Sodomy Law: Pennsylvania, 1693

Death for "buggery"?

While William Penn, temporarily in disfavor with William and Mary, was suspended from power for two years, the Royal governor appointed to replace him repealed most prior legislation, including the non-capital Pennsylvania sodomy law of 1682.(1)

No new sodomy law was passed during the Royal governor's less-than-two-year reign, and the English buggery law was perhaps considered in force. When William Penn returned to Royal favor, the governor he appointed ruled according to the non-capital sodomy statute of 1682.
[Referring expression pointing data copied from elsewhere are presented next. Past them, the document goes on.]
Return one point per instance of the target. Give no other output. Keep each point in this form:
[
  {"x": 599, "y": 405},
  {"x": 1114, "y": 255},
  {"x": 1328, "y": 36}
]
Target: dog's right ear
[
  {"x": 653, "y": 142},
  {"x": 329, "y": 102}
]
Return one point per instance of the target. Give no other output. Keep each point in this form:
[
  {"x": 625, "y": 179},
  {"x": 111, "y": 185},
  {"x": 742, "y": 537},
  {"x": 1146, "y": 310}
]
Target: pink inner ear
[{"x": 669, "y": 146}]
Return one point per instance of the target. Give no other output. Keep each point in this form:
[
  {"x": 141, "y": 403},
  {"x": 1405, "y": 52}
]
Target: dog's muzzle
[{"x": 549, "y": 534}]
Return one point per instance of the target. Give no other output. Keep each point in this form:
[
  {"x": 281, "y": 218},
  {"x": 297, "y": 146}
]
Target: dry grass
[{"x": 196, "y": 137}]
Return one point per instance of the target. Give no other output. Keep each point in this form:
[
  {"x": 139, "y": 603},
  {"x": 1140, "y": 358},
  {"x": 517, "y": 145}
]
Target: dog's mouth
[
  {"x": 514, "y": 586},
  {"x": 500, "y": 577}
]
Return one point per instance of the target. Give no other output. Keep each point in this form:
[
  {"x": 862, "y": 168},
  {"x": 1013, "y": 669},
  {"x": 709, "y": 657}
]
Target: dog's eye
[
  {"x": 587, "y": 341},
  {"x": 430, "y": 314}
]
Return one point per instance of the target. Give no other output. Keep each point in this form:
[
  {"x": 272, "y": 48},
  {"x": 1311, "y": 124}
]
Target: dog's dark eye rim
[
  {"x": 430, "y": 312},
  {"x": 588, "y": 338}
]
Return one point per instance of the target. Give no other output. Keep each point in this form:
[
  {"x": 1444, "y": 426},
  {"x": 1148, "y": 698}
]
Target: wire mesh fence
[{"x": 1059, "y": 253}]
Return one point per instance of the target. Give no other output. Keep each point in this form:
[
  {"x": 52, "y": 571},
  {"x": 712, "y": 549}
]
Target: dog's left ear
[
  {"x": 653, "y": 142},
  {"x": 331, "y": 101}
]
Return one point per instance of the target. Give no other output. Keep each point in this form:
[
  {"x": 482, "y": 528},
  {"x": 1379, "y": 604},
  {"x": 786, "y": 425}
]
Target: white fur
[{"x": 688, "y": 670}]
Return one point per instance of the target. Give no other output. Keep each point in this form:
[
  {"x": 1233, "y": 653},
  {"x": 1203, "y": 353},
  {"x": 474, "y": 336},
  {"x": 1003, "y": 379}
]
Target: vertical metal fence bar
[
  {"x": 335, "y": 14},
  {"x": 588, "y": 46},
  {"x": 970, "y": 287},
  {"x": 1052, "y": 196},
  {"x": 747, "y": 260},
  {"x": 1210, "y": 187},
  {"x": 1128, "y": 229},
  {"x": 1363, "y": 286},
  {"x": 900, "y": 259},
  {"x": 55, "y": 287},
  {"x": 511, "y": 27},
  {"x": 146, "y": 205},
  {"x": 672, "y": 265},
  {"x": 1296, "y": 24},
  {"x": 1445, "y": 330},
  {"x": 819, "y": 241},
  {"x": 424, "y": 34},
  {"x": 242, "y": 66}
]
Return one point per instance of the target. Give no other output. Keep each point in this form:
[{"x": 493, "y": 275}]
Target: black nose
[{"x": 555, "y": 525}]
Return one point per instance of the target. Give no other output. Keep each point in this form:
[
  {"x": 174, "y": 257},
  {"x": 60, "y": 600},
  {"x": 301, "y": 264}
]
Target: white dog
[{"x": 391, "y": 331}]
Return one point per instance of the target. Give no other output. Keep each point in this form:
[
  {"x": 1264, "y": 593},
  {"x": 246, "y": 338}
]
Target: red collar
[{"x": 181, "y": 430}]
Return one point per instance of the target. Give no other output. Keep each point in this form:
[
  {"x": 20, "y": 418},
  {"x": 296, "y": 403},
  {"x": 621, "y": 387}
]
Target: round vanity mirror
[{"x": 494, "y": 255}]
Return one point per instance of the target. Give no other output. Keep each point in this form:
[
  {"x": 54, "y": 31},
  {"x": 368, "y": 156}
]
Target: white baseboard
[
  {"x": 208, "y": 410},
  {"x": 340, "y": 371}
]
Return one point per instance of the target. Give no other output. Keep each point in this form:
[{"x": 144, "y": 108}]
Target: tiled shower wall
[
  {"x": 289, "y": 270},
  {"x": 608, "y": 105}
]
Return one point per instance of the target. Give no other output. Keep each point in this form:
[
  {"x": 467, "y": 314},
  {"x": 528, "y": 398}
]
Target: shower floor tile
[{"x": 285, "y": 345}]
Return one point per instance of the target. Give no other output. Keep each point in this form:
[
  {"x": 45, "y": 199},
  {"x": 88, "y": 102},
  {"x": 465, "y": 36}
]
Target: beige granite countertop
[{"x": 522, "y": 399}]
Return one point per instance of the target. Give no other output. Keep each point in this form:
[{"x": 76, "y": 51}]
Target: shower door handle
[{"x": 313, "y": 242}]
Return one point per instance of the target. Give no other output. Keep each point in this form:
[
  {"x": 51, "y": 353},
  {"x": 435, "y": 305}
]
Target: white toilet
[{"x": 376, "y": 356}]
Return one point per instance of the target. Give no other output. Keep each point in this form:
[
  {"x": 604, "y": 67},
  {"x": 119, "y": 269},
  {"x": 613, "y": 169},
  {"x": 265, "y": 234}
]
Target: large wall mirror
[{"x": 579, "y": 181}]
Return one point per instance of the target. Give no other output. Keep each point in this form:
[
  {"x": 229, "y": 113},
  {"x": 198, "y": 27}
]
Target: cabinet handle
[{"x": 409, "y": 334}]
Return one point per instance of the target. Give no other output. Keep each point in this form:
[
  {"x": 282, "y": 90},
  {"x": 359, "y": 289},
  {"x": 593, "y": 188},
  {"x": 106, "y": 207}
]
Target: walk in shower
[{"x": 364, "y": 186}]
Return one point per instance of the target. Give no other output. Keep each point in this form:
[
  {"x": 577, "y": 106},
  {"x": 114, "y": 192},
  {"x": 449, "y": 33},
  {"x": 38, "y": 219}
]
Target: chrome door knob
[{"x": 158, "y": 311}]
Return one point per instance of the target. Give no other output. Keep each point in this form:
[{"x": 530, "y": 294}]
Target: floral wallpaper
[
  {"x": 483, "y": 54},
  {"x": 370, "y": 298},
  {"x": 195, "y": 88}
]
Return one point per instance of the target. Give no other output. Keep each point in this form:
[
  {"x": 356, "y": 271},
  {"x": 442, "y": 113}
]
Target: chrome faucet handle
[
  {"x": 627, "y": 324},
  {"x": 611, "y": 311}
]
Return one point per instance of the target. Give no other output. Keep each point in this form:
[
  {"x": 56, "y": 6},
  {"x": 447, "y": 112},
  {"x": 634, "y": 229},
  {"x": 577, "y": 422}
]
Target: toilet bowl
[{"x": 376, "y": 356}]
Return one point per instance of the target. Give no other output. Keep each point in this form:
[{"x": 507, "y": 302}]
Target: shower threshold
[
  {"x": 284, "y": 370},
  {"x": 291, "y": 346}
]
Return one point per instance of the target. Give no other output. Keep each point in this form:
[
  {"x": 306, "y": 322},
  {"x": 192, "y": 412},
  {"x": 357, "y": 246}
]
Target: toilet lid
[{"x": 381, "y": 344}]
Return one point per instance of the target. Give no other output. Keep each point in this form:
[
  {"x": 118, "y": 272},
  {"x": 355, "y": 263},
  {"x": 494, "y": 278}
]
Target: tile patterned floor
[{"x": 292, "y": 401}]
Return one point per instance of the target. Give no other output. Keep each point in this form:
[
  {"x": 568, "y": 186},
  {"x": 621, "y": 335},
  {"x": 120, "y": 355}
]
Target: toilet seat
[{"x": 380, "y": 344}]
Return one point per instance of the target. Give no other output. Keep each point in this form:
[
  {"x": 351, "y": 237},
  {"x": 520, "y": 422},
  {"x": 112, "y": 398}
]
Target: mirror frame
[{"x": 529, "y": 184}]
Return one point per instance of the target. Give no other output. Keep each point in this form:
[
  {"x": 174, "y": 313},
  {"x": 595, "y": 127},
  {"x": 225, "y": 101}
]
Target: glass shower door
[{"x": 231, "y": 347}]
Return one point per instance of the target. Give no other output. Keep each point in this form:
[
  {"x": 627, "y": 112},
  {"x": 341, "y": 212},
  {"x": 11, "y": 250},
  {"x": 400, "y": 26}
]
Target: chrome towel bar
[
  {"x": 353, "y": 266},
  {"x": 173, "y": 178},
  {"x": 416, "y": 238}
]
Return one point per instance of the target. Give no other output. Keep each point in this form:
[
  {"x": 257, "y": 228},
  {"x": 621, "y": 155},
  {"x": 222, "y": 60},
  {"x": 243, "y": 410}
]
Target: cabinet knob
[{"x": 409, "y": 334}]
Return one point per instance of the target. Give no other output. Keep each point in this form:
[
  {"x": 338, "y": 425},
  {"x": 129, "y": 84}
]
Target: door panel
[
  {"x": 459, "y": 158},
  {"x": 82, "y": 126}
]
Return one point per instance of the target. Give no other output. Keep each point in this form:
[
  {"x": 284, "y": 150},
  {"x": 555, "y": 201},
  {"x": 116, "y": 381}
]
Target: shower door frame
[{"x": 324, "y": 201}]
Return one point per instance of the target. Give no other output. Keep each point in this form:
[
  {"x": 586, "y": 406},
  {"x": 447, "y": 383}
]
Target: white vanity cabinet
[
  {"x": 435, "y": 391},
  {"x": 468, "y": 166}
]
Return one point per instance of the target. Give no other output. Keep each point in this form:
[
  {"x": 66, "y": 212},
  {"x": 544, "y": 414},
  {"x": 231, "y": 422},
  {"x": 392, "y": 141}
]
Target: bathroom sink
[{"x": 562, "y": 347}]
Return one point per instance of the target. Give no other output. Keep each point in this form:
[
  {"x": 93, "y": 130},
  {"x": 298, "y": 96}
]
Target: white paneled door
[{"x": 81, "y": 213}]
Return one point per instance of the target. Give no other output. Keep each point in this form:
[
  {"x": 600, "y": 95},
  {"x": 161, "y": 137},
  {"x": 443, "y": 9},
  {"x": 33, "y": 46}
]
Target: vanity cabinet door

The next revision of Pennsylvania sodomy law was in 1700.

 

References

  1. Jonathan Ned Katz, Gay/Lesbian Almanac (NY: Harper & Row, 1983), p. 121, citing Straughton, pp. 539-58; James T. Mitchell and Henry Flanders, eds., The Statutes at Large of Pennsylvania from 1682 to 1801 (Harrisburg: Clarence M. Busch, 1896), vol. 2, pp. 8, 79, 183-84; vol. 3, p. 202: Gail McKnight Beekman, ed., The Statutes at Large of Pennsylvania in the Time of William Penn (New York: 1976), vol. I, pp. 9, 176.